My great-granddaughter was 5 years old and in kindergarten at Jordan Catholic School in Rock Island. After coming home one day from an all-school Mass, she asked her mother “What does roast mean?”

“It could mean a piece of meat like a beef roast or when you roast hot dogs and marshmallows,” her mother answered. “Why do you ask?”

“Well,” said the girl, “at Mass they said ‘Jesus roasted from the bed!'”

“No, they said ‘Jesus rose from the dead,” her mother corrected with a smile.

—–

From Michael H. Berlinger, Peoria

WALNUTS IN THE CEMETERY

On the outskirts of a small town in central Illinois, there was a big, old walnut tree just inside the cemetery fence. Nuts were falling from the tree.
One day, two boys hopped the fence and began filling up a bucketful of nuts. Then they sad down by the tree, out of sight, and began dividing the nuts.

“One for you, one for me. One for you, one for me,” said one boy. While they were dividing the nuts, several more dropped and rolled downhill towards the fence.

Another young lad came riding along the road on his bicycle. As he passed the fence, he thought he heard voices from inside the cemetery. He slowed down to investigate. Sure enough, he heard, “One for you, one for me. One for you, one for me.”

He just knew what it was. He jumped back on his bike and rode off at top speed. As he came into town, he met an old man with a cane, hobbling along. “Come here quick,” said the boy. “You won’t believe what I heard! Satan and God are down at the cemetery dividing up the souls!”

The man eventually agreed and hobbled slowly to the cemetery. Standing by the fence they heard, “One for you, one for me. One for you, one for me.”

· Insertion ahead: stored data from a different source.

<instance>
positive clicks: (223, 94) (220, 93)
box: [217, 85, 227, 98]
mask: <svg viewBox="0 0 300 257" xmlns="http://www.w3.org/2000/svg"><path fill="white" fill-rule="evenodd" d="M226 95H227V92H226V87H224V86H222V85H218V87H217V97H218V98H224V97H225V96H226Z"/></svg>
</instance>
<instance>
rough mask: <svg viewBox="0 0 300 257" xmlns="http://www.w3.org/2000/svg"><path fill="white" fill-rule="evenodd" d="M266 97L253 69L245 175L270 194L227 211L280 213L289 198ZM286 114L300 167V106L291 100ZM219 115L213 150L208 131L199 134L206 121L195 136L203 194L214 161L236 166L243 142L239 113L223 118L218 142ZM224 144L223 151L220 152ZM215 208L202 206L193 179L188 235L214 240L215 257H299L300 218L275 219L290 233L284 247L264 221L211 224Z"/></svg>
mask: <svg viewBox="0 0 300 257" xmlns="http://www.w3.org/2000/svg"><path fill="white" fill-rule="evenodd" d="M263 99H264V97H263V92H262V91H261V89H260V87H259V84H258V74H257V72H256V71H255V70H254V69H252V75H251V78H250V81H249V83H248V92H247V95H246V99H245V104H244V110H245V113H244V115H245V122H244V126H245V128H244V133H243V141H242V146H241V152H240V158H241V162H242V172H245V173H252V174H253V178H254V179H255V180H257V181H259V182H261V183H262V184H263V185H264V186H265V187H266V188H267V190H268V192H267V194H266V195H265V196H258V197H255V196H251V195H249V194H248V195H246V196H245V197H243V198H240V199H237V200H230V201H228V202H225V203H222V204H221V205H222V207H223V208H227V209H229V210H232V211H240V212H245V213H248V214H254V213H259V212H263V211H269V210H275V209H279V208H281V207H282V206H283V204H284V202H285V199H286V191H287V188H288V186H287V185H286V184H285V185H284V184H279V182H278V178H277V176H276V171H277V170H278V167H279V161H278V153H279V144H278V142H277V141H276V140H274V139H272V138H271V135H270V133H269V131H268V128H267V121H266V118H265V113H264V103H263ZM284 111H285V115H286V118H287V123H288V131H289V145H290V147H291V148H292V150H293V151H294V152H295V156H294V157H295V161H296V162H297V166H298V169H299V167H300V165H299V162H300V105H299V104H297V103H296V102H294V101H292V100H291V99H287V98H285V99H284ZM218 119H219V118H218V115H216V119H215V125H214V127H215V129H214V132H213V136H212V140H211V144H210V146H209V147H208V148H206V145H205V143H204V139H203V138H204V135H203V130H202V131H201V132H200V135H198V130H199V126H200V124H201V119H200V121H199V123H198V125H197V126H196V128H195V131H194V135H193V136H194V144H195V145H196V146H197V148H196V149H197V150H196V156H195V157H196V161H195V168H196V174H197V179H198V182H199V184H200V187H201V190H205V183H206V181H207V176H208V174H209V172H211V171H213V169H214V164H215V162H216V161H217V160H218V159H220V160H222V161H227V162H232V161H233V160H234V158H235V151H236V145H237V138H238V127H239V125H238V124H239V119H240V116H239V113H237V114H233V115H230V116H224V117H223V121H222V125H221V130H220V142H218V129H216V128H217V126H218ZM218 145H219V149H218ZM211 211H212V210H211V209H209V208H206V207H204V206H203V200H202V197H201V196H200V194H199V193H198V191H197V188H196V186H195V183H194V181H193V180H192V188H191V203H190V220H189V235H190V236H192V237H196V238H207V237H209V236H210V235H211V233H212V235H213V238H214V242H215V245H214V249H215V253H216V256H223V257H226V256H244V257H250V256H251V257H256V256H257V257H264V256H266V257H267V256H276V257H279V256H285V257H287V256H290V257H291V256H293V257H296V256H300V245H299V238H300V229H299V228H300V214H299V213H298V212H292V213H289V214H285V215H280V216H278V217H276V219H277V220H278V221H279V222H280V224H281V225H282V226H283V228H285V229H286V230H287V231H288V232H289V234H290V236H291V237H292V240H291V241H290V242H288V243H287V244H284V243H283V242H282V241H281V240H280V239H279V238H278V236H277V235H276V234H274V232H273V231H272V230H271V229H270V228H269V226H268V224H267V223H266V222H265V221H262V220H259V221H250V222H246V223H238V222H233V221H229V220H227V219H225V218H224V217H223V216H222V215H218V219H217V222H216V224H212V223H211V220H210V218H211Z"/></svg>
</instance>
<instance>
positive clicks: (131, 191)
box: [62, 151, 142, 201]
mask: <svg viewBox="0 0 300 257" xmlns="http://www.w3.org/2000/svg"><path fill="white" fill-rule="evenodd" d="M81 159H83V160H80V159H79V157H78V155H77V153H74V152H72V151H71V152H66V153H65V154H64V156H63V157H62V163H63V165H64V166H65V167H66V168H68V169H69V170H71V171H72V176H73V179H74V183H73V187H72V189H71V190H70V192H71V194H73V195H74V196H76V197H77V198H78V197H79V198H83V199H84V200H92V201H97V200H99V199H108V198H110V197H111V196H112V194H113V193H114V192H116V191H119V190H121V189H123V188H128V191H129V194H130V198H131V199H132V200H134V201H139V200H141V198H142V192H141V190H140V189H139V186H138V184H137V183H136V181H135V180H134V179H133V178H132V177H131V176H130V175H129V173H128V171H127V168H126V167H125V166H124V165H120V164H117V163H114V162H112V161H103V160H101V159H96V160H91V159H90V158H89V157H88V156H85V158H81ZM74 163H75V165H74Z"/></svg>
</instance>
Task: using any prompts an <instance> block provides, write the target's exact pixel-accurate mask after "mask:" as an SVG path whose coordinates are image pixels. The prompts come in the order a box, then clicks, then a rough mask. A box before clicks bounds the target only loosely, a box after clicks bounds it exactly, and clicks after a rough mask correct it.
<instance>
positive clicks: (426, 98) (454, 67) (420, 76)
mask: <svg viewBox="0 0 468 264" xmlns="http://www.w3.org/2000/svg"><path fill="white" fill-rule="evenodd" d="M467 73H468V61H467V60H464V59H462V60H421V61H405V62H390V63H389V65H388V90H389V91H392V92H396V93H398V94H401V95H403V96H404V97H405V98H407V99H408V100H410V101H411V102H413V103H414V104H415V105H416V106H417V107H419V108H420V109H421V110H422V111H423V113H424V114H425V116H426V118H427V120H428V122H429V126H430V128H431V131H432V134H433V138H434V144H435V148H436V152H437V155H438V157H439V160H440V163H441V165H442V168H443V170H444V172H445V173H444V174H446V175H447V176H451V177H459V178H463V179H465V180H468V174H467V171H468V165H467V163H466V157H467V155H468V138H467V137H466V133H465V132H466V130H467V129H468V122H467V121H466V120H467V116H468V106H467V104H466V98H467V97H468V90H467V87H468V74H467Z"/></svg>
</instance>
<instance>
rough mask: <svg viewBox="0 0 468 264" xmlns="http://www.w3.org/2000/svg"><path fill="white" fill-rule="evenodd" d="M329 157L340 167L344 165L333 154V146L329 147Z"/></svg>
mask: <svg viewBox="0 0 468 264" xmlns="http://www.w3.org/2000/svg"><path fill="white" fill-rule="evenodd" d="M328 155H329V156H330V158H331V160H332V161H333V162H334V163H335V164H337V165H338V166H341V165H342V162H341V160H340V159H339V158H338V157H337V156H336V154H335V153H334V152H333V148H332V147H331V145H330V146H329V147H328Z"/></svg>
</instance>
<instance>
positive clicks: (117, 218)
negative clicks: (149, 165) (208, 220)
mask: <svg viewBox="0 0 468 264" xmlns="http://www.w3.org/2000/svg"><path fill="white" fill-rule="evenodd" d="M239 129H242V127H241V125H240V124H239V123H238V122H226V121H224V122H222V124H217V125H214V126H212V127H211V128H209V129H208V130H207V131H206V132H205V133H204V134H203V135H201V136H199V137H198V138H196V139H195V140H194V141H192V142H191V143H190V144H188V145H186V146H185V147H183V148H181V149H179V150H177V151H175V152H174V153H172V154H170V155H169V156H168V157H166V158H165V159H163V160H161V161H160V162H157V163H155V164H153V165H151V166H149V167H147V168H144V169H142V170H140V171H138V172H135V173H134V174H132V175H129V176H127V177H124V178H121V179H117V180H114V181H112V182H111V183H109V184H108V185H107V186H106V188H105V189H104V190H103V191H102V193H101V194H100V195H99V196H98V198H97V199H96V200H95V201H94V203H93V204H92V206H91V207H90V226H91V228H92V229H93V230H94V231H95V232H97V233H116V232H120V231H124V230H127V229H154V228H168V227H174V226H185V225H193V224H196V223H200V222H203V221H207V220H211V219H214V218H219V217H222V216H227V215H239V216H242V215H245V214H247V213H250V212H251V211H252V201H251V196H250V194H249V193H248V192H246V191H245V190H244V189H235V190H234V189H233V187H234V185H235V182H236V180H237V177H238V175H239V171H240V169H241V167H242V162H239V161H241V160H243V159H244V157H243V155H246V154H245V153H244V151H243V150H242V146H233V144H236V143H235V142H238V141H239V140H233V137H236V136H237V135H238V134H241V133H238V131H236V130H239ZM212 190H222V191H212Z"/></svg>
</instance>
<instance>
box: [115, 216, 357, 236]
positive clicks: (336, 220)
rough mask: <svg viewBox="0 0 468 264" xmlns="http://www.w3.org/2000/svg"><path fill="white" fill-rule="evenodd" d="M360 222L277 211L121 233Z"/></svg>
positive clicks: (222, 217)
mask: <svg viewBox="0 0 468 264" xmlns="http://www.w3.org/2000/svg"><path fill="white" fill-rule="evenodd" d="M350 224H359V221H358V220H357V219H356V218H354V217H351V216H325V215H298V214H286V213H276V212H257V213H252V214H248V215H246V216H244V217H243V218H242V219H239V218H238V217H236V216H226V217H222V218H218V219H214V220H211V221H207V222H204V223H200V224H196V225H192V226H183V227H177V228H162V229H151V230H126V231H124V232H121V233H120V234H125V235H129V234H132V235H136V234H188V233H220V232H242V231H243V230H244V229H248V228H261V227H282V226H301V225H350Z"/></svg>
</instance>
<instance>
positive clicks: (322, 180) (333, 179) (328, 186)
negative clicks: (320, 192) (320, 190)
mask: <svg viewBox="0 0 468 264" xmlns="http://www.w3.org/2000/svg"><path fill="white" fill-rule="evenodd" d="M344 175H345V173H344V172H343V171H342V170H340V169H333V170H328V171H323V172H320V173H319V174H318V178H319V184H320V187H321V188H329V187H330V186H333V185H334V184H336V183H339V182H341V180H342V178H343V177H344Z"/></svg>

“Boy, you’ve been telling me the truth,” the old man whispered. “Let’s see if we can see God.” Shaking with fear, they peered through the fence, yet were unable to see anything. The old man and the boy gripped the wrought iron bars of the fence tighter as they tried to get a glimpse of God.
At last they heard, “One for you, one for me. That’s it. Now let’s go get those nuts by the fence and we’ll be done.”

They say the old man made it back to town a full five minutes ahead of the kid on the bike.

Smile, God loves you!

From Joseph Hyde, St. Michael’s Parish, Bement

Hot Air Hand Dryers

My pastor friend put sanitary hot air hand dryers in the rest rooms at his
church and after two weeks, took them out. I asked him why and he confessed that they worked fine, but when he went in there he saw a sign that read, “For a sample of this week’s sermon, push the button.”

From Ken Roberts

The grade school teacher asked her class to draw a picture of someone they knew. As she walked around the classroom observing, she stopped at Mary Virginia’s desk and asked: “Who are you drawing, Mary?”

“I’m drawing a picture of God,” the student replied.

“Well Mary,” said the teacher, “you know nobody really knows what God looks like.”

“They will in a minute!,” said Mary.